It is official, the next time I write on this page, I shall have submitted my PhD thesis in Law entitled: African Regional Peace and Security under the African Union’s Constitutional Framework: Conflict of Compatibility with the UN and International Law? Indeed it has been a most fascinating expedition. And now, more than ever, I know that amidst life’s daily struggles, pain and endless enduring hurdles, there exists colour and beauty and that the world is both colourful and beautiful. My thesis has led me to analyse and re-analyse what it means to be me. It led me to question where exactly in the universe that I find expression. And the most fundamental truth that I found is that I am inextricably linked to the independent souls of other individuals, which in turn, are related to the community and other societies. Though forming an autonomous unit of my own, I represent only part of a structure embedded within a wider web of humanity.
My studies have not purely been an academic exercise. Indeed, the submission of my thesis means more yet another law degree in the bag. It is yet another step on the way to the podium. I have always viewed myself as an idea that must find expression. But then it also means finding that which makes me who I am. Like many others, this is a question that I have to face again and again. Almost everyday, my perception of the world compels me to ask myself whether I identify myself first and foremost with my family, my ethnic tribe, my country, my region or my continent. My parents grew up in an African village called Ngethu in the Central Province of Kenya. I was born in the city but grew up in the village where we speak ‘kikuyu’ only to go back to the heart of Nairobi for college. Now I find myself in Sheffield, far away from the motherland. The overlapping contrasts and similarities of the environment that have been part of this life’s journey have shaped me and become part of my identity. The experiences of Ngethu, the drumbeats in Nairobi and the technological advancement in Sheffieldhave all become part of who I am. But so have the few glimpses of the stop-overs in Harare, Amsterdam, and Kampala amongst others.

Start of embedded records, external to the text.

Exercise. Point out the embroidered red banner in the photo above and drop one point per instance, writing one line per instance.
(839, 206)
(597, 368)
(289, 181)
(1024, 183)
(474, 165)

The natural unity of brotherhood with peoples from different backgrounds and the few phrases of French, Chinese and Italian that I have learnt all add to the Swahili and Kikuyu that I was taught as a child. My family is now composed of people I consider my best friends and my ethnic tribe serves not as a complete description of my identity but only as a critical component of it. My country is a mere geographical location in which I was born to be blessed and it is the interaction with its peoples that adds to my identity. There is no doubt that I am an African and proud at that. However, one thing remains true, that identity develops and adapts to changing environments. I was born in African to have an international identity.
With the submission now eminent, I find myself right on track literally by the years with the personal dreams that befriended me, the dreams that due to my past could only be shared with my parents and close friends. But now I can safely say, I have come of age. All my beliefs principles and all that I stand for in this life are coming together. So everyday, I pray that tomorrow comes. And I dream as a child that one day I shall be one of those that brighten African cities and villages, to inspire hope and preach the rejection of fatality. And although I am insignificant from the skies, the submission of my thesis is at least a page of history that an African wrote for the continent and the world.